Il y a deux semaines, l'hebdomadaire L'Espresso a publié un dossier sur le masculinisme en Italie. Des personnes remarquables telles Valeria Parrella, Chiara Saraceno, Natalia Aspesi et Gayatri Spivak dénonçaient les inégalités de genre persistantes (écart salarial, exploitation sexuelle, violences psychologiques, physiques et sociales) et surtout l'atmosphère masculiniste qui règne dans les institutions (le Parlement italien étant un magnifique exemple), dans les familles, dans les lieux de travail, dans les médias italiens. En même temps, l'hebdomadaire concurrent Panorama publiait un dossier sur le drame de la «fin du bon parti»: les notaires, architectes, avocats (tout au masculin, c'est clair) ne gagnent plus comme autrefois! Au secours, les filles: qui va nous faire vivre? Les femmes n'étaient pas explicitement citées dans le texte de l'article, mais l'image de couverture présentait une belle femme en robe de mariage en train de pleurer désespérément à la perspective du déclin du bon parti.
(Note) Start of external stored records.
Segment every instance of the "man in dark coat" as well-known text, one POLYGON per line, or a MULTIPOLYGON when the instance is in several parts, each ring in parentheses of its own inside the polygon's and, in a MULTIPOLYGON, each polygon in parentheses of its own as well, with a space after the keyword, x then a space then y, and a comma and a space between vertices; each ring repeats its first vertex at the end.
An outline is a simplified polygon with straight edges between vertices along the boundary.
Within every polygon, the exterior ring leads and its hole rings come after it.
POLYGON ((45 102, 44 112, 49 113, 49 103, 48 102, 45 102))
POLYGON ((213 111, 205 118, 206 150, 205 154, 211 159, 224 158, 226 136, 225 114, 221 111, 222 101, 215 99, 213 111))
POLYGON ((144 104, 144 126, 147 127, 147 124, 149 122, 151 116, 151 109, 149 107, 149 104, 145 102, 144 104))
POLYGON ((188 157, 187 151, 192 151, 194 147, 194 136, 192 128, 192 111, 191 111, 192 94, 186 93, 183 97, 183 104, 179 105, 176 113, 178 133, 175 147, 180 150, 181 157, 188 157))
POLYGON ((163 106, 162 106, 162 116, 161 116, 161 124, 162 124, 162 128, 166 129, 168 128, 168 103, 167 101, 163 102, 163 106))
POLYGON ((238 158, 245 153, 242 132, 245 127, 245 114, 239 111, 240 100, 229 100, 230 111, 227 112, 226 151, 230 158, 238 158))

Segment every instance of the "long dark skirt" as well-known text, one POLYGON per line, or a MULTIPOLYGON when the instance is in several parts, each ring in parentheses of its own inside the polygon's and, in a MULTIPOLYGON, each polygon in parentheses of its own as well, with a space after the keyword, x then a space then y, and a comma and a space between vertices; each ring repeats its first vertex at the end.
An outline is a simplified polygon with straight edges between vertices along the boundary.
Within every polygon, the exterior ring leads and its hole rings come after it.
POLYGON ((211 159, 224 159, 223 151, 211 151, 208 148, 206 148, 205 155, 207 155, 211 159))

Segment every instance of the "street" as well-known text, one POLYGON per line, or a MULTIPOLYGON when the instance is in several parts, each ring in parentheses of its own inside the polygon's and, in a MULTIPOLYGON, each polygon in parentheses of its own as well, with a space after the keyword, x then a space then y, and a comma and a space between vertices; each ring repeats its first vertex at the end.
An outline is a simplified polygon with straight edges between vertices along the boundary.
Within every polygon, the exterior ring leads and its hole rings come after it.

Petitesse masculiniste de chez nous. À noter que, dès la publication du dossier sur le masculinisme, la rédaction de L'Espresso a été immédiatement submergée d'insultes, commentaires violents, remarques désobligeantes sur les auteures des articles publiés. Une réplique de la rédaction de l'hebdomadaire a été publiée le jour suivant, et les extraits des courriels reçus font geler le sang. Les plus gentils affirment que les auteures devraient être virées à cause de ce qu'elles ont écrit.

Pour le public québécois qui devait se sentir en sécurité en comparaison avec l'Italie, je me permets de noter que, au Québec, le remarquable travail que Francis Dupuis-Déri et Mélissa Blais mènent depuis des années sur les masculinistes et antiféministes montre bien que ce backlash n'est en rien une exclusivité italienne et un effet du «sang chaud» méditerranéen.

Close
Cet article fait partie des archives en ligne du HuffPost Canada, qui ont fermé en 2021. Si vous avez des questions ou des préoccupations, veuillez consulter notre FAQ ou contacter support@huffpost.com.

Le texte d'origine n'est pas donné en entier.